Anemia as a symptom of Thalassemia major.
Children with Thalassemia Major present with anemia around the age of 4-5 months. While the normal total Hb should be around 9-10 gr/dl it drops to 3-6 gr/dl in thalassaemia major.
This happens because normally, at the age of about 6 months the fetal hemoglobin (hemoglobin F, HbF, or α2γ2) is replaced by the more common adult hemoglobin: Hemoglobin A (α 2β2) ( > 90 %) and in a smaller proportion Hemoglobin A2 (α2δ2)< 3,4 % , less than 1% of HbF remains. When there is mutation of the β-thalassemia gene the β globin- chain is not produced and there will be a disequilibrium of the normal Hemoglobin distribution.
High performance liquid chromatography (HPLC) is the test to distinguish hemoglobinopathies, which could be used easily in reference and routine laboratories for diagnosing hemoglobinopathies and more specifically thalassemia major.
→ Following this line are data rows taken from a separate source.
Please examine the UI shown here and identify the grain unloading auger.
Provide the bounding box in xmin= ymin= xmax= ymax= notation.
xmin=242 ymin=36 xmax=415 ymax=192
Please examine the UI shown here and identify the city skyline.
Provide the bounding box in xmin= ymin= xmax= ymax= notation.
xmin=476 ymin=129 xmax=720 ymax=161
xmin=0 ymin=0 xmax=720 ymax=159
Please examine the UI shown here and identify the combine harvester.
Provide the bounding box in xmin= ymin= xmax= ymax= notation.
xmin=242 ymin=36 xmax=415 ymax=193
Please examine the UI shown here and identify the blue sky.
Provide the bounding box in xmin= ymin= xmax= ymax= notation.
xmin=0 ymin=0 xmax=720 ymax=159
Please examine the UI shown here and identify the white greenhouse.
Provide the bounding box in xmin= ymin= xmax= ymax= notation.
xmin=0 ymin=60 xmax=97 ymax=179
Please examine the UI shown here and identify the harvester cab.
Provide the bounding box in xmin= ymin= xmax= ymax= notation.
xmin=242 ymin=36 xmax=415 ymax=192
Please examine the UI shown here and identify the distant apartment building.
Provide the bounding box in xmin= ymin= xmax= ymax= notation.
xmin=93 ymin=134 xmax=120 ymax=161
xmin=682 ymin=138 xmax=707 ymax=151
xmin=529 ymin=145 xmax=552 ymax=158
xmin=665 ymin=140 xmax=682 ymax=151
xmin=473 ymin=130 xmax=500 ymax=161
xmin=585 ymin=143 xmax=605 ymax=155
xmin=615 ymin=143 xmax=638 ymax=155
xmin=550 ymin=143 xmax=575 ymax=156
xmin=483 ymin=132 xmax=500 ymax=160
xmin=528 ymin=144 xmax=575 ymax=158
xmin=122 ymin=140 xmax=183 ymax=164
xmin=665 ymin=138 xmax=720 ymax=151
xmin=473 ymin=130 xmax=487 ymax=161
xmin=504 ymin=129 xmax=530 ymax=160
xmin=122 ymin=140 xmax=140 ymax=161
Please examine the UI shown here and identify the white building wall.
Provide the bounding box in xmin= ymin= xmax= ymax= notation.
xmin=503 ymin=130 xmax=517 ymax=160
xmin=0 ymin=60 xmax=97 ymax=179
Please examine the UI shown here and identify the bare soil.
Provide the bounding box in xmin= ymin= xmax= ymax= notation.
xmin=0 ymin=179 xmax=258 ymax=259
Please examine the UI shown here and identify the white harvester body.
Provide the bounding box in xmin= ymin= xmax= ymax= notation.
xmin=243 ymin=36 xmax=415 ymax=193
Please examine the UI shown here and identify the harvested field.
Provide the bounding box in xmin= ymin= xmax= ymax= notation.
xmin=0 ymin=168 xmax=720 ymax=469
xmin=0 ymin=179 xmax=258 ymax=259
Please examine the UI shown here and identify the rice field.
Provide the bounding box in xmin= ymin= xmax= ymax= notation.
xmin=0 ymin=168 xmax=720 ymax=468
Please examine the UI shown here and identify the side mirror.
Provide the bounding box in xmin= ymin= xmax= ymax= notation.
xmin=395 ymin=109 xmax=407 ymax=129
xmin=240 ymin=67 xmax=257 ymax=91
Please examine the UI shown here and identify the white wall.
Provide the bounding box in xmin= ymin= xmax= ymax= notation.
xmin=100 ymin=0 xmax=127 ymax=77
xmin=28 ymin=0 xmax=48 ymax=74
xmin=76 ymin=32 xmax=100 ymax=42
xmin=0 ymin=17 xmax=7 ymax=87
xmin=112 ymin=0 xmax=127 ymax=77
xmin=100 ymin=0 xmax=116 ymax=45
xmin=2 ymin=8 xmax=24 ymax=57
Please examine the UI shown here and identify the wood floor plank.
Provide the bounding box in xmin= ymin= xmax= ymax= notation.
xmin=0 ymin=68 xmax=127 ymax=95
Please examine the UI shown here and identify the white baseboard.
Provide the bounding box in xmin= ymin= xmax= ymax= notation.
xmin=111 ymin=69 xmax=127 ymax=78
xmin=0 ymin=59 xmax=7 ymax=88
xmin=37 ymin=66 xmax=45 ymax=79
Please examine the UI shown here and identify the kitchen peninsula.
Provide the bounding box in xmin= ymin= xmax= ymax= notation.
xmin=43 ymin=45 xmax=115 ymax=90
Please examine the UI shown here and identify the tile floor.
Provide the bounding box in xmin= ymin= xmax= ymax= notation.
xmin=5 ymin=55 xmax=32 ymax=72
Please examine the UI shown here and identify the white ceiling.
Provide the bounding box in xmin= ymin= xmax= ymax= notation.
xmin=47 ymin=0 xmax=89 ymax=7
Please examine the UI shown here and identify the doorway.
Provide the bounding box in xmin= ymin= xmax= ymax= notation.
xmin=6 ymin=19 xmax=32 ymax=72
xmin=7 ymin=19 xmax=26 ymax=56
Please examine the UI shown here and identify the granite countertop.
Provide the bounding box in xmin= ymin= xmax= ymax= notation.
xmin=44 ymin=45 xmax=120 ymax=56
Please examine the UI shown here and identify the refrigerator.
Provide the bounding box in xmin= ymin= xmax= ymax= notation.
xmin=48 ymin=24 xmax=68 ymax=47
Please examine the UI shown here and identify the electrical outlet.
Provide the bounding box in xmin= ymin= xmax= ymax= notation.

Other tests that should be performed are:
Complete blood count including erythrocytes, leucocytes, platelets , hemoglobin, hematocrit, mean corpuscular volume (MCV) and mean corpuscular hemoglobin (MCH). When erythrocytes, hemoglobin and hematocrit are lower than normal, anemia is seen.
In Thalassemia erythrocytes are small and MCV is low.
Similar results may indicate iron deficiency. In case of the latter serum ferritin will be low.